Vicente Garrido Genovés, catedrático de Educación y Criminología y una de las máximas autoridades en el estudio de la psicopatía, asegura que la posición de poder determina el tipo de daño que puede ejercer un psicópata en el trabajo. El mundo de trabajo está marcado por la incertidumbre y, en este contexto, identificar estas dinámicas se ha vuelto más crucial que nunca.
El auge de entornos corporativos tóxicos, liderazgos abusivos y conflictos internos ha puesto el foco en una figura tan invisible como dañina: el psicópata integrado en la estructura de la empresa. ¿Cómo actúa? ¿Qué señales deja? ¿Y, sobre todo, cómo protegerse cuando no hay una salida inmediata?
Cuando el poder amplifica la psicopatía en la empresa
Para Garrido, el primer error habitual es pensar que el psicópata se comporta igual en cualquier circunstancia. No lo hace. Su conducta varía radicalmente según el lugar que ocupa en la jerarquía. No es lo mismo un psicópata jefe que un compañero o un subordinado. El poder no crea la psicopatía, pero sí amplifica sus efectos.
En posiciones directivas, el psicópata dispone de herramientas que otros no tienen: capacidad de coacción, control de recursos, influencia sobre promociones y despidos. Esto le permite ejercer un daño más estructural y sostenido. Una de las señales más claras, explica Garrido, es la incongruencia constante entre el discurso y la acción.
Un directivo que habla de “familia empresarial”, cohesión y valores compartidos, pero fomenta divisiones internas, enfrenta a empleados entre sí o aísla a quienes percibe como amenaza, está mostrando una grieta reveladora. El psicópata utiliza narrativas emocionales para avanzar en sus ambiciones personales, sin empatía real por el impacto en los demás.
Otro rasgo frecuente es la volatilidad emocional. Decisiones desproporcionadas, castigos absurdos o medidas crueles se adoptan no por estrategia, sino por reacción emocional. Cuando el psicópata tiene poder, actúa “porque puede”, no porque sea necesario. En ese ejercicio arbitrario del mando, la dignidad del trabajador suele ser la primera víctima.
Sobrevivir a un psicópata: Desconexión emocional y estrategias

Más allá del abuso visible, Vicente Garrido Genovés señala una tercera pista clave: la insuficiencia emocional. El psicópata no logra establecer vínculos humanos genuinos. Las relaciones se quedan en la superficie, cargadas de clichés, frases hechas y una sensación persistente de vacío. No hay reciprocidad emocional, solo utilidad.
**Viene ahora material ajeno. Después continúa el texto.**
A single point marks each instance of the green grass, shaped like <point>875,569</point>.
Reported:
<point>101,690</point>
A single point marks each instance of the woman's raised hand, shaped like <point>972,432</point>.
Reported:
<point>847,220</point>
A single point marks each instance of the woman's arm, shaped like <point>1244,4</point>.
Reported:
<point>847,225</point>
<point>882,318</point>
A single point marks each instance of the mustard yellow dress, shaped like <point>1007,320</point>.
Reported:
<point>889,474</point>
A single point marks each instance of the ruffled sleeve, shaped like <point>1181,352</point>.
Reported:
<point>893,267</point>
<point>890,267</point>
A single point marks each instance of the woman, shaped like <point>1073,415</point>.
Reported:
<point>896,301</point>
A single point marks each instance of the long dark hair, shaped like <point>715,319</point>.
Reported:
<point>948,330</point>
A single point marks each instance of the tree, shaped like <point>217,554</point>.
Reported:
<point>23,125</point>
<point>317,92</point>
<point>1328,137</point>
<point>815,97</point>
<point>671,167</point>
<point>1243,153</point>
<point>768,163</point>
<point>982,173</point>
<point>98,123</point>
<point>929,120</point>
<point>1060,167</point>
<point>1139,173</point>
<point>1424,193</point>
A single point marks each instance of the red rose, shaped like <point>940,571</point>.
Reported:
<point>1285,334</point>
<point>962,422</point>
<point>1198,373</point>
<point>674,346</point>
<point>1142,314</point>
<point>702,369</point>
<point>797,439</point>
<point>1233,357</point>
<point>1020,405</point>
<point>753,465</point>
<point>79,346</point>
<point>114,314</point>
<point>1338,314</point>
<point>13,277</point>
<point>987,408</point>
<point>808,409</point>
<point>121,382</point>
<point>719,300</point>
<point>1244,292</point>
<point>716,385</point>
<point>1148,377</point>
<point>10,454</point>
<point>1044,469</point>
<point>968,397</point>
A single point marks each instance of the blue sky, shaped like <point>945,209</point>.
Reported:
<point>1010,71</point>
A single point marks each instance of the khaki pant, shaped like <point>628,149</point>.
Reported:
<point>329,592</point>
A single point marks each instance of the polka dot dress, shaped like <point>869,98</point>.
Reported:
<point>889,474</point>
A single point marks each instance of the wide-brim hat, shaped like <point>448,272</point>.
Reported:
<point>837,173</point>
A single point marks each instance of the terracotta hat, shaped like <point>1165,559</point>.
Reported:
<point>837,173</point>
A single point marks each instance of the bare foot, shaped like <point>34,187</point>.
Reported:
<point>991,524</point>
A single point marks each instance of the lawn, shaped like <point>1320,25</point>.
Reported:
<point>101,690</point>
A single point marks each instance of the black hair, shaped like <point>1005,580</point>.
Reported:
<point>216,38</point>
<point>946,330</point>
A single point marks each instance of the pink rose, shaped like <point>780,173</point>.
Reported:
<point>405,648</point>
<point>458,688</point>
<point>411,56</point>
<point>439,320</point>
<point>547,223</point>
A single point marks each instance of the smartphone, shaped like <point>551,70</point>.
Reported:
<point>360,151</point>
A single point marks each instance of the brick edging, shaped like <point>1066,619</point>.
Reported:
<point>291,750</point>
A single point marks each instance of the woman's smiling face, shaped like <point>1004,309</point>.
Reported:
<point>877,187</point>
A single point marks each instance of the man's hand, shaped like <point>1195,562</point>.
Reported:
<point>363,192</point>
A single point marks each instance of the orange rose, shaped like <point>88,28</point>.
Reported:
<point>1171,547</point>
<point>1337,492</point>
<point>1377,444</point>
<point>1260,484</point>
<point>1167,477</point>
Esta característica puede pasar desapercibida si el contacto es limitado, pero se vuelve evidente en relaciones laborales cercanas. Cuando el trato cotidiano no avanza nunca hacia una confianza real, cuando todo suena impostado, conviene prestar atención. El psicópata se camufla bien, pero no conecta.
¿Qué hacer cuando no es posible abandonar el trabajo? Garrido es realista: no siempre existe una alternativa laboral inmediata. En esos casos, propone una combinación de resistencia psicológica y autoprotección práctica. Inspirarse en el estoicismo clásico, reducir la exposición directa al agresor, documentar órdenes poco éticas, buscar testigos y apoyos internos son formas de crear un muro de contención.
El objetivo no es ganar, sino preservar la salud mental. Frente a un psicópata, la confrontación directa suele ser inútil. Tomar distancia emocional y estratégica resulta más eficaz que intentar desenmascararlo abiertamente.
El catedrático también aborda una cuestión incómoda: la diferencia de género. Estadísticamente, hay más hombres psicópatas que mujeres, con una proporción aproximada de siete a tres. Esto no significa que no existan mujeres psicópatas, sino que sus formas de agresión suelen ser distintas. Mientras el hombre tiende a una violencia más directa, la mujer psicópata destaca en la violencia relacional: aislamiento, difamación, manipulación del entorno social.
Tras décadas de vida profesional, Garrido reconoce haberse cruzado con “muchos” psicópatas. La clave, insiste, no es obsesionarse, sino aprender a identificarlos. Saber quién es quién no implica estar rodeado de ellos, pero sí evita caer en su radio de acción.